何が起こったのか、雀はきっと理解できないまま死んでいったのだろう。
あまりにあっけなくて、かわいそう、という感情が起こらない。
ただただ、ひどく悲しいと思った。生きていくってことが。
コメント
この記事へのコメント
更沙さん おはようございます。

そうなんです、「埋めておきます」などではなくて「葬っておきます」というのがね……
高級車販売の(たぶん)営業マンだから、普段から言葉遣いなどには気をつけておられるのでしょうけど、言葉の選択にも人間性って出ますよね。
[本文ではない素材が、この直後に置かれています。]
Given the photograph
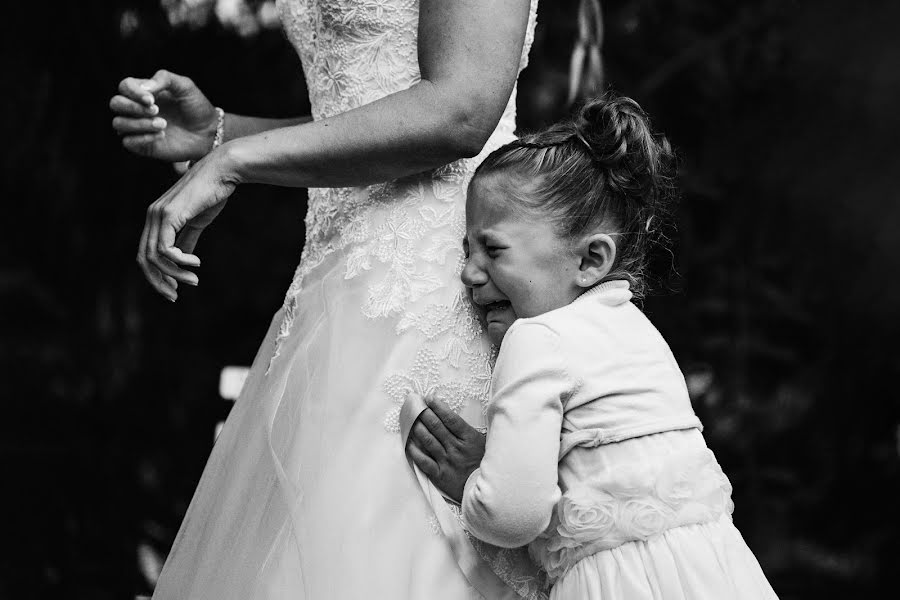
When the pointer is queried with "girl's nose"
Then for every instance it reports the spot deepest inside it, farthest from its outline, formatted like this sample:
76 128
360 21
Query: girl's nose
473 276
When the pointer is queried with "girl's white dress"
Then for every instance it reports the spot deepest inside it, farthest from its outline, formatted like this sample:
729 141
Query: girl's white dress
595 454
308 493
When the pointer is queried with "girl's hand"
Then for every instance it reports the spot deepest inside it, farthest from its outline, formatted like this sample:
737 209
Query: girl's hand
175 221
166 117
445 447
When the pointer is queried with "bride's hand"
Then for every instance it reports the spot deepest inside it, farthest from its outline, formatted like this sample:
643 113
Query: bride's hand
166 117
445 448
175 221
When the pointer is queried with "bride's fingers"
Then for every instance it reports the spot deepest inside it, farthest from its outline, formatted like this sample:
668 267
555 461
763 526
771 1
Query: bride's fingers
187 241
177 257
129 126
131 87
174 272
127 107
161 283
422 460
455 424
165 286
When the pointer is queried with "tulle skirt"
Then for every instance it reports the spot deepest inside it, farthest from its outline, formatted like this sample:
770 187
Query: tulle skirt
307 493
707 561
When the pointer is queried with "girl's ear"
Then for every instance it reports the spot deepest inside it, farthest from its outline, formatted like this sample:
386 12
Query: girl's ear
597 253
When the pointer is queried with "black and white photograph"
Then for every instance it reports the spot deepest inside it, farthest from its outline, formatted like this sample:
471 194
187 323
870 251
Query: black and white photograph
450 300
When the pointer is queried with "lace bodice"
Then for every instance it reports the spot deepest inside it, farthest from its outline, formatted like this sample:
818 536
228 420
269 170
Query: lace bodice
398 233
396 245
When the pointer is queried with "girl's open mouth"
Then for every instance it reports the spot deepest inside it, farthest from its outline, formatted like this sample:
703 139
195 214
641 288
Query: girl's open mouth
495 307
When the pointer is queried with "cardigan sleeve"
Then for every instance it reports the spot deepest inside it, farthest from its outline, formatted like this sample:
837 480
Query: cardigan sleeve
508 501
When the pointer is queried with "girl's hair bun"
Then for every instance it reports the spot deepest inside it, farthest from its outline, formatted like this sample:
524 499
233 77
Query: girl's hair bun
617 132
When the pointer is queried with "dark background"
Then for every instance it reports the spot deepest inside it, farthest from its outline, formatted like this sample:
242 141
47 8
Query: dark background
783 313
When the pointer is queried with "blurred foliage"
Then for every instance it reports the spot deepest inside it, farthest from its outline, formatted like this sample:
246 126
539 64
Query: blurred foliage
782 308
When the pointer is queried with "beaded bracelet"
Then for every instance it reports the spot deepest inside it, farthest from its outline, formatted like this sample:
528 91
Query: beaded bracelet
217 139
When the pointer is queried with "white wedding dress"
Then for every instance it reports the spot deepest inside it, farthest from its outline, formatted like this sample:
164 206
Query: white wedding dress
308 493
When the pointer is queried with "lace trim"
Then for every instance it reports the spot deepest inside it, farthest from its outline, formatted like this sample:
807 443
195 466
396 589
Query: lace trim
632 502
2013/05/21(火) 09:20:32 | URL | hisohiso #-[ 編集]
hisohisoさま、こんばんは。
コメントすっかりご無沙汰してますが、読ませていただいてます。

うるっときました。
雀の死はもちろん悲しいけれど、すぐに気づいて出てきてくれた男性。
そして「ちゃんと大事に葬っておきますよ」という言葉。
激突死する雀のなかでは間違いなく幸せですよね。
ちょっとした短編になりそうです。